In Mercedes-Benz’s case, a shortfall of 8.7% amounts to a sizeable 2.22 percentage point fall in market share to 6.85%. It has slipped from fourth to sixth place.

You might, then, expect sullen faces when Fleet News meets Steve Bridge, Mercedes-Benz van sales and marketing director. You’d be mistaken.

Bridge is upbeat, bullish even, about Mercedes-Benz’s performance.

He points to the fact that Mercedes-Benz does not compete in the pick-up sector, up 38% year-on-year, which accounts for 10% of all van sales, or the car-derived van sector “at the moment”.

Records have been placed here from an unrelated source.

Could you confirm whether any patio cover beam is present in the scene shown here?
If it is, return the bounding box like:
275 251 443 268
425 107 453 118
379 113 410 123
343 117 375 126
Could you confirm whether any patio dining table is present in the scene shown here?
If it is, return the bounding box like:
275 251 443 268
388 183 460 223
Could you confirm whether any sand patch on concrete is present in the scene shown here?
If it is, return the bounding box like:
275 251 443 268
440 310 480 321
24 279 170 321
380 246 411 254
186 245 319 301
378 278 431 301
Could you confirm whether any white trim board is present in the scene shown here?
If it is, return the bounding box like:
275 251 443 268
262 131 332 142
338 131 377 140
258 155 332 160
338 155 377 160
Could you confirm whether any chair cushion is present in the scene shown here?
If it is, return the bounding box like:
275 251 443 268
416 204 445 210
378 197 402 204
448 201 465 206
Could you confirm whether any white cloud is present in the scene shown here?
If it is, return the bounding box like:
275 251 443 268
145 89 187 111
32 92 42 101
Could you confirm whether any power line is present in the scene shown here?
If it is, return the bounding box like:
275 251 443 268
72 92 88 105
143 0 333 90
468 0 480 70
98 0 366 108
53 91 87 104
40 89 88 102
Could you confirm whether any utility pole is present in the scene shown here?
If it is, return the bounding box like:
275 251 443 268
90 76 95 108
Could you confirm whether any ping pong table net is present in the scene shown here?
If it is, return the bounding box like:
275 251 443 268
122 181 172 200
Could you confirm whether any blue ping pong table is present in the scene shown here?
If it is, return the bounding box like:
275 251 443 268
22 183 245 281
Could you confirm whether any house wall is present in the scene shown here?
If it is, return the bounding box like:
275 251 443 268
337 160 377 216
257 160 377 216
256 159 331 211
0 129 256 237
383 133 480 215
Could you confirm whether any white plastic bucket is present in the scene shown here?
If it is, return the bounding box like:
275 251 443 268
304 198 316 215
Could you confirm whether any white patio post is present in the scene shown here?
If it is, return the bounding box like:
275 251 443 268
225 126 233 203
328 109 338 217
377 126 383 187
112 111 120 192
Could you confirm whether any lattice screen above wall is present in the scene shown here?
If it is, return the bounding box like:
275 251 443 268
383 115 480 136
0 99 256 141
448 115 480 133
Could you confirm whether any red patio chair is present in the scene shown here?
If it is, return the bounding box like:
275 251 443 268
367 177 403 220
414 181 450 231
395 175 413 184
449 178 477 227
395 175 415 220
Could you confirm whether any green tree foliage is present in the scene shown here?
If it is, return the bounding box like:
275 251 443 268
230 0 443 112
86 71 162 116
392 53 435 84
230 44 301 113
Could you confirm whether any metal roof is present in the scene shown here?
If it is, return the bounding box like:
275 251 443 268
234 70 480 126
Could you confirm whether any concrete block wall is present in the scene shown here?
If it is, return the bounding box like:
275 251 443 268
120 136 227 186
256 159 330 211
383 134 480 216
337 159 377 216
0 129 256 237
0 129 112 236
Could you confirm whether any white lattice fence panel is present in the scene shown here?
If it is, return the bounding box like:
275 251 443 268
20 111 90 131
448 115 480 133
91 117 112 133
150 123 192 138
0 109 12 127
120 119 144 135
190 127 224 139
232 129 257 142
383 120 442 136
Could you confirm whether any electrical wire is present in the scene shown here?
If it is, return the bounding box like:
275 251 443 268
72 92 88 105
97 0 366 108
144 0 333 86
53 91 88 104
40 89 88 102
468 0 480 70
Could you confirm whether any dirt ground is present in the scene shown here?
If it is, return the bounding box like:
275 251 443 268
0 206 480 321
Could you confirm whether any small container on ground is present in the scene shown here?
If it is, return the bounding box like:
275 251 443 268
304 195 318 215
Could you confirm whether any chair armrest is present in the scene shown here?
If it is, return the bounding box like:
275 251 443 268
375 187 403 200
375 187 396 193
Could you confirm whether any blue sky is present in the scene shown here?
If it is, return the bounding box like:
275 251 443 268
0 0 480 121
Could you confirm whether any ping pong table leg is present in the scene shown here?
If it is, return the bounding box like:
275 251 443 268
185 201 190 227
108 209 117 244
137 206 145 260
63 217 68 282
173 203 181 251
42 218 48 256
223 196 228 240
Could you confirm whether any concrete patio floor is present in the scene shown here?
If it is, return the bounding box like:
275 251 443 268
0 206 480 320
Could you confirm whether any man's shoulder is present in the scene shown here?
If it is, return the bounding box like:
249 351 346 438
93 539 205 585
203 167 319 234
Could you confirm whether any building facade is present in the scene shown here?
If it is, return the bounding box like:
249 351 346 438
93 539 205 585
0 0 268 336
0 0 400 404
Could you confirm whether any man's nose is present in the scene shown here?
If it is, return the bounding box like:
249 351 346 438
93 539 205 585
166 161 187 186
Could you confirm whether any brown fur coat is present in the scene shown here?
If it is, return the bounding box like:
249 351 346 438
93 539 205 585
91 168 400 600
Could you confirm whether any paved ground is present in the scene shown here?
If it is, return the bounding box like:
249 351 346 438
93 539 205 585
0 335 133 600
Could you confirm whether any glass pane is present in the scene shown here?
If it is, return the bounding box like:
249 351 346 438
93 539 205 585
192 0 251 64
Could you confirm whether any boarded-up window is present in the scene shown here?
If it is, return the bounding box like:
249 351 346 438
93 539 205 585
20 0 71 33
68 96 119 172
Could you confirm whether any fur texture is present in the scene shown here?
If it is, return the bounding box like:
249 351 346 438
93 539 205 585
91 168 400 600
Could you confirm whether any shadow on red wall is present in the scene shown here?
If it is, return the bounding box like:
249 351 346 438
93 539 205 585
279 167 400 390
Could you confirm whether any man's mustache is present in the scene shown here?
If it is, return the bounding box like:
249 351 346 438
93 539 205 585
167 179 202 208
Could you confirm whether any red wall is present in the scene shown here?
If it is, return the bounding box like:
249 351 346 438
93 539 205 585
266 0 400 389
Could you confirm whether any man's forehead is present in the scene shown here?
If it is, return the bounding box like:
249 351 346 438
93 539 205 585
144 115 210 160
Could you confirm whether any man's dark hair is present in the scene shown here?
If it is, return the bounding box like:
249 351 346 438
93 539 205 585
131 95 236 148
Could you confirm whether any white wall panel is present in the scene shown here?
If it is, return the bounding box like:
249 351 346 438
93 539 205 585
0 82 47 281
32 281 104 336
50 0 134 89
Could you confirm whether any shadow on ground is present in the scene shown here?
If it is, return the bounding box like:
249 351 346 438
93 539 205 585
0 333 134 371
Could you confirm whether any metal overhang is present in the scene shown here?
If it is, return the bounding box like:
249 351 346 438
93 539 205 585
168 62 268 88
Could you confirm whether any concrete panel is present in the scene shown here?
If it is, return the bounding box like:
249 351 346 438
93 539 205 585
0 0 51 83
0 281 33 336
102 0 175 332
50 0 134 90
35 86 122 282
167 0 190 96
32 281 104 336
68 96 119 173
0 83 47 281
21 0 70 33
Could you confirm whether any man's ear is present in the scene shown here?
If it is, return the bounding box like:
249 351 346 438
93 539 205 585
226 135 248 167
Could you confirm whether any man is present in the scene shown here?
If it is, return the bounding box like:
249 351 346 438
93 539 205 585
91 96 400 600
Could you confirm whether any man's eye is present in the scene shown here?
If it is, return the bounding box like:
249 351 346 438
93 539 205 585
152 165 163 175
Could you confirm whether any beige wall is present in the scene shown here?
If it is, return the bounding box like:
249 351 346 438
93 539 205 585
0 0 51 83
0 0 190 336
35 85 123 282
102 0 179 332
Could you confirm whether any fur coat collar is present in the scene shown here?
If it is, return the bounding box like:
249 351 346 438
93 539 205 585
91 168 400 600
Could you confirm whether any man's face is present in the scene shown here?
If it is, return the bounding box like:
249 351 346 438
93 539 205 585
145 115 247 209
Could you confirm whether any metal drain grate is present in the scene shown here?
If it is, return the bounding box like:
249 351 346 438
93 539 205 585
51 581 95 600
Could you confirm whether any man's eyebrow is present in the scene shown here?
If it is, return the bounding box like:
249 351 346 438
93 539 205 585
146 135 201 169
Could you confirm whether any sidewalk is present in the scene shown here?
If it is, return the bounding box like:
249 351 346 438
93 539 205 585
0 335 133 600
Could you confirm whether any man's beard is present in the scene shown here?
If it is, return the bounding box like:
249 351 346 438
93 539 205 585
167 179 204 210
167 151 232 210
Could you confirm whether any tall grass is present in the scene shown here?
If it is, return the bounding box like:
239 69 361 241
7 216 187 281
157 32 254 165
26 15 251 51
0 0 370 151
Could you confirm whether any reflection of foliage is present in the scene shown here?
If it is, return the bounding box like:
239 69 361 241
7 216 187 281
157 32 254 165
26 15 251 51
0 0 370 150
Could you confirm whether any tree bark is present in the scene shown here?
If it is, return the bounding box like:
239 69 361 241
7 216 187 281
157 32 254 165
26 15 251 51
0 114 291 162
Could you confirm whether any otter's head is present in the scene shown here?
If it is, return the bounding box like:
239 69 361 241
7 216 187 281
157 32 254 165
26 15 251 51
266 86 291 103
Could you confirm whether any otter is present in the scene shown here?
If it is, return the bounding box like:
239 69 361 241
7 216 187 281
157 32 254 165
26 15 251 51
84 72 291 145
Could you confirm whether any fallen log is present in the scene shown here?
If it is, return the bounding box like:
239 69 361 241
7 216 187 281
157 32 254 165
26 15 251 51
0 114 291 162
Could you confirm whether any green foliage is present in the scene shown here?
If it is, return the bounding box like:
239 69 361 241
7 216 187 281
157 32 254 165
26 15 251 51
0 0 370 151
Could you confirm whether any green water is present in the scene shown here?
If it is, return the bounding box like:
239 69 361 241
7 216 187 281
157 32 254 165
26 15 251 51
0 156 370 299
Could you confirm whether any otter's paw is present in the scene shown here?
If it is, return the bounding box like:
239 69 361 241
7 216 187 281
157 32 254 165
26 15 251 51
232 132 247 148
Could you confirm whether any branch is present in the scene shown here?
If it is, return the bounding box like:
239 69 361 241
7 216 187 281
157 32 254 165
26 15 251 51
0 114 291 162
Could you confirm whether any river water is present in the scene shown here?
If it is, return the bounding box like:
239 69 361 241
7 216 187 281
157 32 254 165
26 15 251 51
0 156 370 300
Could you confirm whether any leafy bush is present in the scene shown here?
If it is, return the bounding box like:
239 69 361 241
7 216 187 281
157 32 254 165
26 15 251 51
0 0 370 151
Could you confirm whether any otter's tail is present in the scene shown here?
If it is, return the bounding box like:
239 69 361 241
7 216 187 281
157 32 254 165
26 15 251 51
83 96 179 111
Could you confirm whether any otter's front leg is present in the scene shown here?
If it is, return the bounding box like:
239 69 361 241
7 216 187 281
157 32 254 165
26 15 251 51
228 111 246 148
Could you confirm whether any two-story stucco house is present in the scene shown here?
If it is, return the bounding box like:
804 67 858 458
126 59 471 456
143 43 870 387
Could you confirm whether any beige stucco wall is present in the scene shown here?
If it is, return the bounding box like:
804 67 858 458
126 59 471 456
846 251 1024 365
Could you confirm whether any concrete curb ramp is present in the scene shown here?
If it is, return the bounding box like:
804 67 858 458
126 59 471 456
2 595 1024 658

And while he concedes that the company is “not keeping pace at this point” with the 20%-plus rise in the medium and large van segments, he says: “You have to judge the position at the end of the year – it’s all about the timing of the big deals.

Challenging customers’ perceptions

“We know what order intake we have and we will drive the market increase in the second half of the year. Other manufacturers have driven the market in the first half.

"Some of our annual volume commitments with big customers tend to happen towards the end of the year.”

He adds: “People get too hung up on January to December and the monthly figures; some manufacturers are a slave to that and to achieve the figures they register to themselves. It’s crazy.”

However, Bridge recognises that Mercedes-Benz has some work to do to challenge the perception that its vans are expensive.

He believes too many purchase decisions are based on the front-end price when they should be based on affordability – the operating costs plus acquisition or lease cost.

“We have adjusted the way we go to market to work on an affordability message rather than the upfront price,” he says. “It takes time for the retail network – and fleets - to embrace this, but we are sticking with it.

“Many fleets don’t know the weekly cost of their vans. Some big fleets spend 99% of their time looking at the fuel performance of their trucks and 1% on vans.

"They are too focused on individual mpg rather than total fleet mpg.”

However, the situation is changing as the cost of fuel continues to rise. Fuel efficiency has, for the first time, risen to the top of the agenda for many fleet operators.

“It used to be their second or third concern. Now their first question is: ‘what does it do to the gallon?’,” says Bridge.

“The difference can be £10,000 per year on a van doing 25,000 miles a year.”

Bridge is optimistic about future sales in the van sector. He points to the Government’s own data which shows a steady growth in traffic levels over the next 20 years.

Meanwhile, emissions-based legislation tackling CO2, NOx and other particulates, plus a growing need to deliver goods to residential areas with narrower roads, will force more companies to downsize out of 7.5-tonne trucks into 3.5-tonne vans.

The priority for Mercedes-Benz is to be in the reckoning for those sales.

“We like to be on the subs bench for customers that are loyal to another brand so that if they fail, we step off the bench,” says Bridge.